Frank, as you can probably guess, has no desire to help Johnnie. Johnnie has just the gun for Frank: Fred's gun. And when Frank shoots the gun in the crime, he kills a pawnbroker and drops the gun so that Johnnie won't be able to return it before Fred finds it missing. And apparently Frank didn't leave any fingerprints on the gun. He, and Johnnie, did leave fingerprints elsewhere, so they get arrested and convicted. But because it was Fred's gun and he doesn't have a good enough alibi, he gets sent to prison too.

Worse, Fred is sentenced to death because the authorities believe he was the one who pulled the gun. Frank or Johnnie could tell the truth, but there's no way Frank is going to do it, since it would sentence him to death. The question then is whether Johnnie is going to come to his senses and tell the truth. Thankfully, in prison he winds up with somebody better to look up to in the form of Pops (Henry Travers). Pops has been in prison long enough that it's the only thing he knows, although you have to wonder what Henry Travers could ever have done to wind up with such a long prison sentence.

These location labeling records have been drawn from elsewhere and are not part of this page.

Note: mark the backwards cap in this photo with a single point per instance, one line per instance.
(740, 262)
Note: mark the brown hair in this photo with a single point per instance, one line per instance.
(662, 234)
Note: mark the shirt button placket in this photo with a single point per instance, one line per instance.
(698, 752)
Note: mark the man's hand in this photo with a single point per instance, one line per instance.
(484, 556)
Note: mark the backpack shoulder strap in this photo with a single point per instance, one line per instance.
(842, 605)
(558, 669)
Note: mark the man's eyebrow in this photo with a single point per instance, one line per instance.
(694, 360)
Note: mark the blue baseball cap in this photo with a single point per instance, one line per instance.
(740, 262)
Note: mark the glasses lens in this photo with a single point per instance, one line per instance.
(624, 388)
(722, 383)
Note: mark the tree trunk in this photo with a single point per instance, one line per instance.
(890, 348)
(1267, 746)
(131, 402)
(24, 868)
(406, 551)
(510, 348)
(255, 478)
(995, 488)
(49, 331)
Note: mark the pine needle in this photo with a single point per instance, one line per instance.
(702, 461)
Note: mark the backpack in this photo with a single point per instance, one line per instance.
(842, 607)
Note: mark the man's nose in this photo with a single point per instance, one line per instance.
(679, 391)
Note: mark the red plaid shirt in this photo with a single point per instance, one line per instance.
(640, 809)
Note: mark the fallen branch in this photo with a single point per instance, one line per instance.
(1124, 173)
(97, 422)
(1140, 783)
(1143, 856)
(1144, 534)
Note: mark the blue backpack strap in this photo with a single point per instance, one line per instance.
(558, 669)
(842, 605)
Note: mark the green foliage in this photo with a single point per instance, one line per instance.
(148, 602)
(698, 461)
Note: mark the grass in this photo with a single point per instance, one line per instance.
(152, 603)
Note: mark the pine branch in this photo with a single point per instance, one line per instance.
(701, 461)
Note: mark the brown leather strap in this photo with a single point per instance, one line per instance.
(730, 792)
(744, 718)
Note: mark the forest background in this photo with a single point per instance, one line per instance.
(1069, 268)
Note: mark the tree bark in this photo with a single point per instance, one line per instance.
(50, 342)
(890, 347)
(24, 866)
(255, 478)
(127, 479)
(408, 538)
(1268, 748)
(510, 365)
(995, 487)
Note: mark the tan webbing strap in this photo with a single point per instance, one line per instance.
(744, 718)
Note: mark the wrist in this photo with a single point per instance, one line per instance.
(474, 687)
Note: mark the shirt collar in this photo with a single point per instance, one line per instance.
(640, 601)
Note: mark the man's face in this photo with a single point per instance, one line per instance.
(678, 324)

Frank is trying to prevent Johnnie from telling the truth, while at the same time trying to organize a prison break, and it's that prison break that forms the climax of the movie, with Frank remaining slimy to the end.

You Can't Get Away With Murder is one of those movies that has as its problem the fact that it was made during the production code. Since we know who did and who didn't commit that crime at the pawnbroker's place, we know who has to pay for their crimes and who doesn't, which means there's really only one ending. However, Warner Bros. was always good at making this sort of crime programmer, and they have a pretty good cast to boot.

You Can't Get Away With Murder might not be as good as Warner Bros.' bigger crime movies from that era, but it's certainly watchable.